Mr. Cage stated that he eats food according to the way the animal procreates.
"I actually choose the way I eat according to the way animals have sex,""I think [they] are very dignified with sex.”
"But pigs, not so much. So I don't eat pig meat or things like that. I eat fish and fowl."
OK, I had to google it. How do pigs have sex?
What is weird about pigs is that the pig’s penis looks like a corkscrew and is 2 foot long. (That sounds funny, not undignified.) The board inserts the penis into the vulva and locks for about 15 minutes. After he finishes, he dismounts and usually goes to find a mudhole if available and relaxes being very satisfied with himself (good for him). Some are very aggressive and grunt and run the fence looking for a boar in reproduction season (humans do that as well). If all was successful they will have pigs 114 days later and hopefully have 9-15 good lively piglets that weigh 1-2 pounds.

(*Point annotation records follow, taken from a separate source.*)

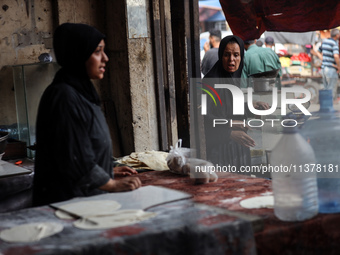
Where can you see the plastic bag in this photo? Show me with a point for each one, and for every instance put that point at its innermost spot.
(177, 158)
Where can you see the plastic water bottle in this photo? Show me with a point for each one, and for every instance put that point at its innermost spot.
(295, 189)
(322, 131)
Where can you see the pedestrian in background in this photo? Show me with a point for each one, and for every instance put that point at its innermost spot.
(330, 68)
(269, 42)
(259, 60)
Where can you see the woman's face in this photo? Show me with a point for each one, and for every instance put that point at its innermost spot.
(231, 57)
(95, 65)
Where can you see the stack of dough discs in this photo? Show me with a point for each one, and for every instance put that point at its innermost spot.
(88, 208)
(101, 214)
(153, 160)
(258, 202)
(118, 219)
(31, 232)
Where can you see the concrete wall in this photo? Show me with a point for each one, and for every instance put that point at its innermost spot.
(26, 28)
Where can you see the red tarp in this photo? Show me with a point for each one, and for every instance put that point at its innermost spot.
(250, 18)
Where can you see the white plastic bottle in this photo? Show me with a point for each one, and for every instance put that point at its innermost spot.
(294, 184)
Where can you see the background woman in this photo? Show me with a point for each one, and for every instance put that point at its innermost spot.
(227, 145)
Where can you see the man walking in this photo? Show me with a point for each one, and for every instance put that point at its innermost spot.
(258, 60)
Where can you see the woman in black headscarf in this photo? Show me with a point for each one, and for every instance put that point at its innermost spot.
(227, 146)
(74, 151)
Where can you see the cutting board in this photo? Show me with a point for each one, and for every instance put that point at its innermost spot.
(142, 198)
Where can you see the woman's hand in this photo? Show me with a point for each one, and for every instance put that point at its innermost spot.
(121, 171)
(125, 184)
(242, 138)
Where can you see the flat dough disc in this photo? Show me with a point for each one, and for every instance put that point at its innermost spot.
(258, 202)
(88, 208)
(117, 219)
(154, 160)
(30, 232)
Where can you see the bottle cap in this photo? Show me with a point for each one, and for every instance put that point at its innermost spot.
(326, 100)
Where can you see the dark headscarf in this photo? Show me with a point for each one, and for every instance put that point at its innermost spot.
(217, 71)
(73, 45)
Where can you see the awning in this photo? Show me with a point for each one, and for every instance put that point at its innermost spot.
(251, 18)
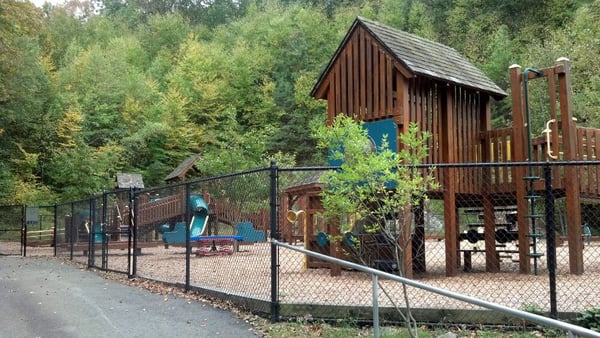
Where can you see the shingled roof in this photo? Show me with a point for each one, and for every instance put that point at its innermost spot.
(423, 57)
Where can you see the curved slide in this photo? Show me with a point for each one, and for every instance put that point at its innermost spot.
(199, 216)
(197, 224)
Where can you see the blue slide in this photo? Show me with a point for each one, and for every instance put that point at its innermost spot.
(197, 225)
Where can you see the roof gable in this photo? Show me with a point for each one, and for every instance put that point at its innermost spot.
(422, 57)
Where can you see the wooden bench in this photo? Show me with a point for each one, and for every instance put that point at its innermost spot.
(467, 256)
(216, 245)
(116, 245)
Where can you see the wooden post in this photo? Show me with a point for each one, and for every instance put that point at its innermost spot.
(492, 263)
(449, 182)
(571, 178)
(518, 143)
(418, 240)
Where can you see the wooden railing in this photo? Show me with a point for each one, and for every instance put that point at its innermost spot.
(231, 213)
(496, 148)
(161, 210)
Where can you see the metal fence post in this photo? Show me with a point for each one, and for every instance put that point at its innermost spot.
(23, 232)
(274, 250)
(133, 212)
(188, 248)
(550, 239)
(374, 279)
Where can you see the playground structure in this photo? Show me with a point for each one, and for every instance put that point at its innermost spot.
(388, 79)
(158, 217)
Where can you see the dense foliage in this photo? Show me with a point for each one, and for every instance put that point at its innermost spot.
(92, 88)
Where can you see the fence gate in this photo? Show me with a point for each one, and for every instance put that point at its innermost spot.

I’m sorry but I do not see something undignified in that! How is that different to the way Nicolas is having sex? As far as I know fish (some of them at least) only lay eggs and the male just releases sperm over them! That means that technically the male just ejaculates in front of everybody over some eggs. How is that more noble?
Also, if you are not eating pork, you are missing stuff like that:
Ok, what to expect from a guy who named his son "Kal-El"?